Prima scena: Gad Lerner davanti alla statua di Karl Marx. Ci è venuto un colpo. “I lavoratori dovrebbero scrivere sulle loro bandiere la parola d’ordine rivoluzionaria” ha esordito il giornalista, declamando alcune teorie del filosofo tedesco. Il rischio che la prima prima puntata di Operai si trasformasse in un pippone anti-storico sulla lotta di classe sembrava concreto. Al contrario, il nuovo programma di Rai3 sul mondo del lavoro si è rivelato un racconto attuale, ricco di punti di vista inediti.
Dopo la parentesi marxista, Lerner ha iniziato il proprio viaggio alla scoperta di una “classe sociale tanto numerosa quanto invisibile” entrando nella fabbrica di Mirafiori, un tempo luogo di accese proteste operaie. Oggi la situazione lavorativa è cambiata, i “padroni” pure. Nella catena di montaggio, uomo e robot collaborano: si chiama “world class manifacturing“, spiega il giornalista.
Il pregio di Operai è quello di mostrare le storie e i volti di chi anima i posti di lavoro: persone che nelle sintesi dei tg e nel caos dei talk non hanno mai un’identità precisa. A tavola con una famiglia di lavoratori, Lerner dà voce ai sacrifici, alle speranze ma anche alla rassegnazione di chi trascorre intere giornate in fabbrica. Poi si sposta nella sede di Amazon, dove documenta i ritmi incalzanti e faticosi imposti dal sistema, “vera e propria fucina dell’uomo flessibile“.
Il racconto della prima puntata è approfondito, articolato. Esso include anche il mondo – sinora poco esplorato – della “gig economy“, l’economia dei lavoretti. Anche qui, Lerner fa il cronista e mette in risalto le contraddizioni delle nuove forme di lavoro, ne fa intuire i meccanismi. Il montaggio rende scorrevoli i cinquantacinque minuti di trasmissione.

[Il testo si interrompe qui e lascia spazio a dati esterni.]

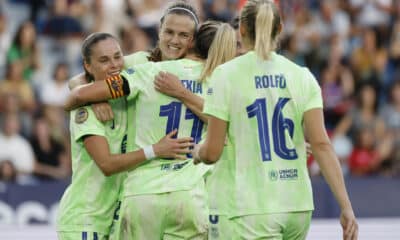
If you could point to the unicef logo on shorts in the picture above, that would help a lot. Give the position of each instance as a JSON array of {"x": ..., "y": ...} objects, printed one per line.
[{"x": 273, "y": 175}]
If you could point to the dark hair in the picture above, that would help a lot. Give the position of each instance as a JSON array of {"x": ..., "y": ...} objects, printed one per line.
[
  {"x": 178, "y": 8},
  {"x": 262, "y": 22},
  {"x": 87, "y": 46}
]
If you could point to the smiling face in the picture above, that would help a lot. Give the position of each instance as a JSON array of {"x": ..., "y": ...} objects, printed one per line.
[
  {"x": 106, "y": 59},
  {"x": 176, "y": 36}
]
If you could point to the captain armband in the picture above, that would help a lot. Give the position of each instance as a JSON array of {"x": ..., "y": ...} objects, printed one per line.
[{"x": 118, "y": 86}]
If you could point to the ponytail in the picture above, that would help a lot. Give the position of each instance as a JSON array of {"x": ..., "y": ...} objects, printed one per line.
[
  {"x": 261, "y": 21},
  {"x": 263, "y": 28},
  {"x": 222, "y": 49}
]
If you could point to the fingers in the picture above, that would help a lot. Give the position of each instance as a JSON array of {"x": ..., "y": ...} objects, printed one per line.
[
  {"x": 184, "y": 140},
  {"x": 172, "y": 133}
]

Va riconosciuto che lo sguardo del narratore non è del tutto imparziale: i riferimenti a Marx (in parte funzionali al racconto) sono ricorrenti e sul finale non manca un’intervista al cineasta militante Ken Loach, che offre un’interpretazione squisitamente ideologica sulle realtà rappresentate, riferendosi ad una lotta per il cambiamento ed auspicando “azioni collettive e di solidarietà” da parte della sinistra internazionale.
L’impressione è che tale chiave di lettura accompagnerà il telespettatore anche nelle puntate a venire. Scelta opinabile ma legittima: da Lerner, del resto, sarebbe stato pretenzioso ed illusorio aspettarsi un’ode al turbocapitalismo.